的確に攻撃ポイントを押さえているオーナーに、二人は怯んでいる。

忙しい筈のフロアを放っておいて、大丈夫だろうかと二人は逃げ道を探す様にそわそわとしだした。

しかしフロアに向かう出口にはオーナーが真中に立ちはだかり、逃がしてくれそうになり。

3人の横をウェイターが足早に通り抜け、人海の中に泳ぎ去って行った。



「ね?そのコスチュームも是非見てもらいたいし!ね!良いでしょう?」

「こんな格好駄目です!絶対駄目!」

「恥ずかしいからっっ!」

「なんで?可愛いのに。このコスチューム、女性にも受けて、男性にも受ける様にデザインしたのよ。でもやっぱり生の声で確認してみたいじゃない?だから今後の参考にも是非!」

「駄目です〜〜〜!!!」

「あの、何言われるか・・・分かったもんじゃないです。」

「大丈夫よ。きっと気に入ってくれるわvスカートの丈も男性好みだし!」

「短いですよね・・・コレ。」

「青子のはそうでもないけど、蘭ちゃんのは短いよね。」

柔らかそうな太ももが覗いている自分の足を見下ろして、蘭は何かと口煩い新一にだけは絶対見せられないと強く決意する。

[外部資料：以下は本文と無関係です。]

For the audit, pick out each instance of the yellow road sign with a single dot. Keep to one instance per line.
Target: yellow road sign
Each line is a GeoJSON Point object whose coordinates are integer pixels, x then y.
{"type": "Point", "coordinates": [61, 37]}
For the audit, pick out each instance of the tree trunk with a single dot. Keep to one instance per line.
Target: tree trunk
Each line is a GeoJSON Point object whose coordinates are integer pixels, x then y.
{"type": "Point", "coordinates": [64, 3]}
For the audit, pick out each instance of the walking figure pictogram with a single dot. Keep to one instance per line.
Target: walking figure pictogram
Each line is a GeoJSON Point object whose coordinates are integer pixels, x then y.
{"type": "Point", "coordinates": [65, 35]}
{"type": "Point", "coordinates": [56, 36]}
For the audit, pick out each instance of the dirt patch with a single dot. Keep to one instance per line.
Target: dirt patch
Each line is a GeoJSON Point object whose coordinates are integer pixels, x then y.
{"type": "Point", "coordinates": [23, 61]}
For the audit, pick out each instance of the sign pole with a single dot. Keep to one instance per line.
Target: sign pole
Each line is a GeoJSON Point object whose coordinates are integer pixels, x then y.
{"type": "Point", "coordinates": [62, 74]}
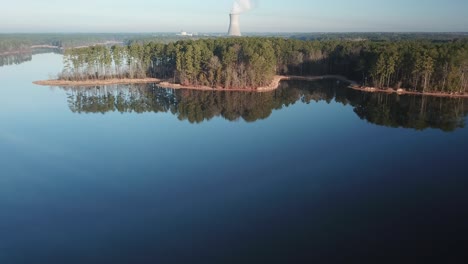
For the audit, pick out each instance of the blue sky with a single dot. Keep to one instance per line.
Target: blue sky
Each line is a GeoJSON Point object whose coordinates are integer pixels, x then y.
{"type": "Point", "coordinates": [212, 16]}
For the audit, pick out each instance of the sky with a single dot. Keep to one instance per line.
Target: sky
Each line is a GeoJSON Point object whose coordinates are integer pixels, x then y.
{"type": "Point", "coordinates": [213, 16]}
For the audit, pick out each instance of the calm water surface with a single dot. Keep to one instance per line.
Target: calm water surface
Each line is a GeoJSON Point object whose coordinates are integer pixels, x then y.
{"type": "Point", "coordinates": [310, 172]}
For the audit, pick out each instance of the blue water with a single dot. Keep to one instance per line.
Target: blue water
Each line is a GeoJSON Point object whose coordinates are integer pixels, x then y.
{"type": "Point", "coordinates": [308, 182]}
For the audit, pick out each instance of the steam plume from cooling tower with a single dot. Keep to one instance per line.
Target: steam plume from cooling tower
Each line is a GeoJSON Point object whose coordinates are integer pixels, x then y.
{"type": "Point", "coordinates": [241, 6]}
{"type": "Point", "coordinates": [238, 7]}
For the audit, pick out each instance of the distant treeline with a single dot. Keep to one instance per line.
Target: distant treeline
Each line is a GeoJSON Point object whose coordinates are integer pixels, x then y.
{"type": "Point", "coordinates": [23, 42]}
{"type": "Point", "coordinates": [250, 62]}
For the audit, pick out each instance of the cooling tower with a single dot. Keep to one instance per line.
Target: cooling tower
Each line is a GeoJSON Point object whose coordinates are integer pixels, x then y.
{"type": "Point", "coordinates": [234, 26]}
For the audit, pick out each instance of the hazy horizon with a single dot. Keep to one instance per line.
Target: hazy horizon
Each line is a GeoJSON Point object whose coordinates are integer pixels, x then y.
{"type": "Point", "coordinates": [211, 16]}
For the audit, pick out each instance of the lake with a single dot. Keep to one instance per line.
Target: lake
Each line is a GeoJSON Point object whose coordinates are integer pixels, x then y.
{"type": "Point", "coordinates": [310, 172]}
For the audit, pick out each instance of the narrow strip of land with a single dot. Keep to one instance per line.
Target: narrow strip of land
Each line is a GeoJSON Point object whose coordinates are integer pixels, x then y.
{"type": "Point", "coordinates": [272, 86]}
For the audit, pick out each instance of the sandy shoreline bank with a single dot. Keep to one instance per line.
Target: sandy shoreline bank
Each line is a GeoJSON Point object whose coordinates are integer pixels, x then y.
{"type": "Point", "coordinates": [272, 86]}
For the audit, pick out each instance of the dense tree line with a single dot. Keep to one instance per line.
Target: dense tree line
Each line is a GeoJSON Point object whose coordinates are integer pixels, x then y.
{"type": "Point", "coordinates": [249, 62]}
{"type": "Point", "coordinates": [409, 111]}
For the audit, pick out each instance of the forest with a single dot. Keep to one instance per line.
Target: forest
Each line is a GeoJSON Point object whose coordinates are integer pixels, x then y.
{"type": "Point", "coordinates": [248, 62]}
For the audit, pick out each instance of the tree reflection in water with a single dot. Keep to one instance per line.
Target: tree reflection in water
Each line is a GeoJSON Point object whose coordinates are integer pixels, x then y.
{"type": "Point", "coordinates": [391, 110]}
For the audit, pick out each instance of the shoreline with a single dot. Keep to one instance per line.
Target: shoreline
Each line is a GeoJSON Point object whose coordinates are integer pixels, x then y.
{"type": "Point", "coordinates": [270, 87]}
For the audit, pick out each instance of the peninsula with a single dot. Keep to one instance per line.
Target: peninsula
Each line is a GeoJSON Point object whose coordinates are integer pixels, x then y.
{"type": "Point", "coordinates": [259, 64]}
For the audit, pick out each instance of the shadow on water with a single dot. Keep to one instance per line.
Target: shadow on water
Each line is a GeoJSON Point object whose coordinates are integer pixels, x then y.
{"type": "Point", "coordinates": [408, 111]}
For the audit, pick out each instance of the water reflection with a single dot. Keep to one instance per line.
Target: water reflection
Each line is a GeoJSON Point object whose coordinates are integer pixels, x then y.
{"type": "Point", "coordinates": [197, 106]}
{"type": "Point", "coordinates": [16, 58]}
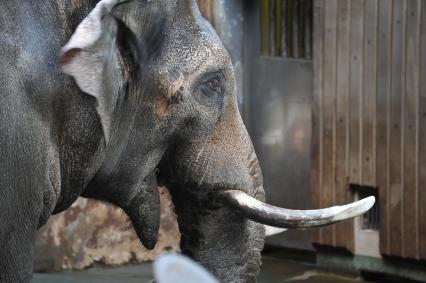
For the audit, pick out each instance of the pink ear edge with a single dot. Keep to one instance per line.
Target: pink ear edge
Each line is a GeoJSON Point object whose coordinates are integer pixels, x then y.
{"type": "Point", "coordinates": [67, 56]}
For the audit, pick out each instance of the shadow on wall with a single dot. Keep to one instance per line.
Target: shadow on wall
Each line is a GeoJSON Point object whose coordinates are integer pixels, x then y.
{"type": "Point", "coordinates": [96, 233]}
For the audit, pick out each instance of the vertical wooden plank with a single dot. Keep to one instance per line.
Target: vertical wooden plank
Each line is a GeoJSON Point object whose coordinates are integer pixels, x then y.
{"type": "Point", "coordinates": [410, 129]}
{"type": "Point", "coordinates": [382, 119]}
{"type": "Point", "coordinates": [396, 123]}
{"type": "Point", "coordinates": [301, 29]}
{"type": "Point", "coordinates": [277, 28]}
{"type": "Point", "coordinates": [327, 191]}
{"type": "Point", "coordinates": [369, 93]}
{"type": "Point", "coordinates": [344, 231]}
{"type": "Point", "coordinates": [290, 27]}
{"type": "Point", "coordinates": [422, 138]}
{"type": "Point", "coordinates": [355, 96]}
{"type": "Point", "coordinates": [318, 39]}
{"type": "Point", "coordinates": [264, 19]}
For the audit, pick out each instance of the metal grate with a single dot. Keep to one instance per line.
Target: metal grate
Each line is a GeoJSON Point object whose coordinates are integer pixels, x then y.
{"type": "Point", "coordinates": [371, 219]}
{"type": "Point", "coordinates": [286, 28]}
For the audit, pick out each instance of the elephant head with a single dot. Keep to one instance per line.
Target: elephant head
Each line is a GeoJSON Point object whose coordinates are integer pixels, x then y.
{"type": "Point", "coordinates": [166, 100]}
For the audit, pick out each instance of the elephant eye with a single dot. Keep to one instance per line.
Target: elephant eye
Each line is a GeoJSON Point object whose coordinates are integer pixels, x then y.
{"type": "Point", "coordinates": [212, 86]}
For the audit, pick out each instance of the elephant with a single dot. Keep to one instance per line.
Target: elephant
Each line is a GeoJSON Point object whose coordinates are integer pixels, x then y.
{"type": "Point", "coordinates": [106, 100]}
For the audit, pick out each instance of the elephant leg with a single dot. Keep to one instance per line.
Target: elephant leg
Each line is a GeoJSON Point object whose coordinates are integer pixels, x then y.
{"type": "Point", "coordinates": [18, 222]}
{"type": "Point", "coordinates": [27, 199]}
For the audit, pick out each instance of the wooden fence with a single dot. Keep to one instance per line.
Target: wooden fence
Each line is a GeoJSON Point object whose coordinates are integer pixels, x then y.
{"type": "Point", "coordinates": [370, 116]}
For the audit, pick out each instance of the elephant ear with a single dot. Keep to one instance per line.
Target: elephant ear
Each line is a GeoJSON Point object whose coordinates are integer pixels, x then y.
{"type": "Point", "coordinates": [92, 56]}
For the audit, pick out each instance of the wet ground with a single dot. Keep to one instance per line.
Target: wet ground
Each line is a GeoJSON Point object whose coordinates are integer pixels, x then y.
{"type": "Point", "coordinates": [273, 270]}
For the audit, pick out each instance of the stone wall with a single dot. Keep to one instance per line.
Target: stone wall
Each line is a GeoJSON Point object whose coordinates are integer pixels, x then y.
{"type": "Point", "coordinates": [94, 233]}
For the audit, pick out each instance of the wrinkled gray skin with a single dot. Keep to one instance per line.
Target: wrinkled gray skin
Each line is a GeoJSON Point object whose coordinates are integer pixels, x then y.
{"type": "Point", "coordinates": [163, 98]}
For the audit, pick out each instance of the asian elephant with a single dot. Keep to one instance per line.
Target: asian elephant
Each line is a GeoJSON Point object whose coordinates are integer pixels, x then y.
{"type": "Point", "coordinates": [104, 99]}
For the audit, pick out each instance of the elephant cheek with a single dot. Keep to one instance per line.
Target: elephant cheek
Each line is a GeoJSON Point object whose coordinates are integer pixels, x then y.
{"type": "Point", "coordinates": [223, 241]}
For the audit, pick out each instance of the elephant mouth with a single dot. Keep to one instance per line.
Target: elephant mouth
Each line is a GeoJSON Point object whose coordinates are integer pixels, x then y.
{"type": "Point", "coordinates": [263, 213]}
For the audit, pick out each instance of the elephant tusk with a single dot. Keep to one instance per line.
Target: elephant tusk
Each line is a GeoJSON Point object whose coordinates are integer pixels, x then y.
{"type": "Point", "coordinates": [271, 231]}
{"type": "Point", "coordinates": [295, 219]}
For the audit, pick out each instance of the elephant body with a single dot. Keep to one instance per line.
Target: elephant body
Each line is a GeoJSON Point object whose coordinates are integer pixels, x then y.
{"type": "Point", "coordinates": [53, 144]}
{"type": "Point", "coordinates": [104, 99]}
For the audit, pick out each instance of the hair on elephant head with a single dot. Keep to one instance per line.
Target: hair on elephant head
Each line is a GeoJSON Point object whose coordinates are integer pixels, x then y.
{"type": "Point", "coordinates": [165, 97]}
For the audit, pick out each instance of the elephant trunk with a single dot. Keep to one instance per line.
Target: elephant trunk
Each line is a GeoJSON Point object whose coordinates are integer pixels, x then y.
{"type": "Point", "coordinates": [217, 236]}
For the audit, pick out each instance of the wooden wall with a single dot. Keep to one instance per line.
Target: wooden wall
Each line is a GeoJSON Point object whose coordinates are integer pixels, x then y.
{"type": "Point", "coordinates": [370, 116]}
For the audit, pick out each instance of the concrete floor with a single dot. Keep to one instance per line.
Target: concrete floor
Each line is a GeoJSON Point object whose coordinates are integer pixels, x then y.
{"type": "Point", "coordinates": [273, 270]}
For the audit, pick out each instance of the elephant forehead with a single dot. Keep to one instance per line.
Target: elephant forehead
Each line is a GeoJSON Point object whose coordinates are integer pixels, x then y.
{"type": "Point", "coordinates": [193, 49]}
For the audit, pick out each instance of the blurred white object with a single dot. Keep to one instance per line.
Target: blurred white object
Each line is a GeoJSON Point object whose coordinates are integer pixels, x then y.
{"type": "Point", "coordinates": [270, 231]}
{"type": "Point", "coordinates": [173, 268]}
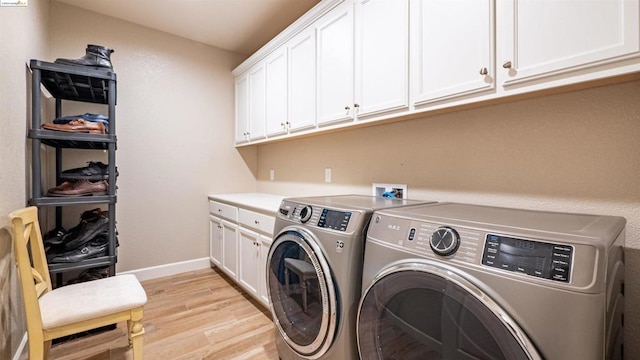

何かと理詰めで蘭を追い詰め、全然関係無い所から自分の正当性を主張し、最後には理不尽な約束を押し付けられるのがオチなのだ。

そう毎回手管に嵌ってばかりいられない。

「だって蘭ちゃんは足が綺麗だから絶対見せるべきだと思うの。その点、青子ちゃんは細い腰と綺麗な鎖骨を強調して。和葉ちゃんだけは、本人を見る事が出来なかったから割とスタンダードな衣装なんだけど。それだけが残念だわ。あんなに可愛らしいお嬢さんなのに。」

「そうですね。でもこのコスチューム、似合う似合わないは別にして、すっごく可愛いです!」

「あ、青子も凄く気に入りました。レースが凄く繊細でいろんな所に贅沢に使われてるし、この地の色が綺麗ですよね。」

「あら。気に入ってくれた?嬉しいわ。ねぇ良かったら、それ皆に差し上げるわ。」

思いがけない申し出に、ぱちくりと黒い大きな瞳を瞬かせる。

長く優美な睫がぱさぱさと揺れる様は、間近で見ると魂が引き寄せられるようだ。

そういった魅力は、この二人は良く似ていた。

二人の反応が満足のいくものだったのか、オーナーが上機嫌で話しを続けた。

「だって二人の体型に合わせて作ってしまったし、なかなかそういったデザインのお洋服を着こなせる人は居ないのよ?その点で貴方方って貴重な存在だわ。だからお願い。貰ってあげて?」

「でも・・・」

「あの、良いんですか?」

遠慮がちに小さな声で確認する二人に、鷹揚に笑って頷く気前の良いオーナー。



「だから!二人の自慢の幼馴染が見たいわっ!私っ!!!」

「「ああああ・・・・・」」



最後まで振り回される二人だった。